Objective: This study aimed to develop systemically administrable dual ligands modified nanocarriers, which could target the cells through receptor-mediated pathways to increase the nuclear uptake of genetic materials.
Materials and methods: In the present work, transferrin (Tf) and folate (Fa) were linked onto polyethylene glycol-phosphatidylethanolamine (PEG-PE) separately to get transferrin-PEG-PE (T-PEG-PE) and folate-PEG-PE (F-PEG-PE) ligands for the surface modification of carriers. The in vivo transfection efficiency of the novel dual ligands modified (D-modified) vectors were evaluated in tumor-bearing animal models.

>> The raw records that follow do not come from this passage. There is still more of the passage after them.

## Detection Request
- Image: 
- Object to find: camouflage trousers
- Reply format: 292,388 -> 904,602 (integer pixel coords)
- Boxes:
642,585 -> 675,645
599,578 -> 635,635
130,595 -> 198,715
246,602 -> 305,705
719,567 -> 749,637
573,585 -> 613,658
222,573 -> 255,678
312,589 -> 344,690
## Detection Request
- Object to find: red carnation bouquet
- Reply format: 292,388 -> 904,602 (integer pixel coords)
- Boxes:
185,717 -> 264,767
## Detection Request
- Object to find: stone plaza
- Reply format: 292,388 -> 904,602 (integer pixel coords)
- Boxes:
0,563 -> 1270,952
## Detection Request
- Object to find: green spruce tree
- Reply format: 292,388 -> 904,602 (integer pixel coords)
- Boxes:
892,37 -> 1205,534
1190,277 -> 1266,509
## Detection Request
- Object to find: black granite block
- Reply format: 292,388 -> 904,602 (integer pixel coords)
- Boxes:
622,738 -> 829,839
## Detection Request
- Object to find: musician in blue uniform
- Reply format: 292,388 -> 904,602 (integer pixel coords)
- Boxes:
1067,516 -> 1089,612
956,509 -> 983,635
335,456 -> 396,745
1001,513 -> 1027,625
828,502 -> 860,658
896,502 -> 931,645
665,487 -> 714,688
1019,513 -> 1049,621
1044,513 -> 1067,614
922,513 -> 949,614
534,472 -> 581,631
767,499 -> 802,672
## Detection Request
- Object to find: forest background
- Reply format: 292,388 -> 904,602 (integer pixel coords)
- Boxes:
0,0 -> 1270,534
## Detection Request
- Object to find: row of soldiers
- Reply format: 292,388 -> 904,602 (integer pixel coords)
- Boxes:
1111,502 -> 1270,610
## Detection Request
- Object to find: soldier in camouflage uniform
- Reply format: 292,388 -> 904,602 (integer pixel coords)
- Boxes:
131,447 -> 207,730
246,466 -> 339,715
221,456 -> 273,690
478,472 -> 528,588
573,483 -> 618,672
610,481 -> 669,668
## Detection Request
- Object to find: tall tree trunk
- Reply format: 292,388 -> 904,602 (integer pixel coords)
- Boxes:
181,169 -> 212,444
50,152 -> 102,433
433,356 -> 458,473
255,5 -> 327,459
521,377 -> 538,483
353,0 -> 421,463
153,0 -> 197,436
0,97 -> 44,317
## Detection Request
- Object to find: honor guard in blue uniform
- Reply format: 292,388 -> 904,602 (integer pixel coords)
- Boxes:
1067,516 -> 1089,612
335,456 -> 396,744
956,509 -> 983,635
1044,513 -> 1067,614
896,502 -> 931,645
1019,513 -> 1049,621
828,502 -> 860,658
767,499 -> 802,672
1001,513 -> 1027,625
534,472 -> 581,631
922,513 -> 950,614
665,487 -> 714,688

Results: D-Modified solid lipid nanoparticles/enhanced green fluorescence protein plasmid (D-SLN/pEGFP) has a particle size of 226 nm and a gene-loading quantity of 90%. D-SLN/pEGFP displayed over 30% higher transfection efficiency than unmodified SLN/pEGFP and single ligand modified particles in HepG2 cells.
Conclusion: It could be concluded that Tf and Fa could function as excellent active targeting ligands to improve the cell-targeting ability of the carriers and the resulting dual ligands modified vectors could be applied as a promising active targeting gene delivery system.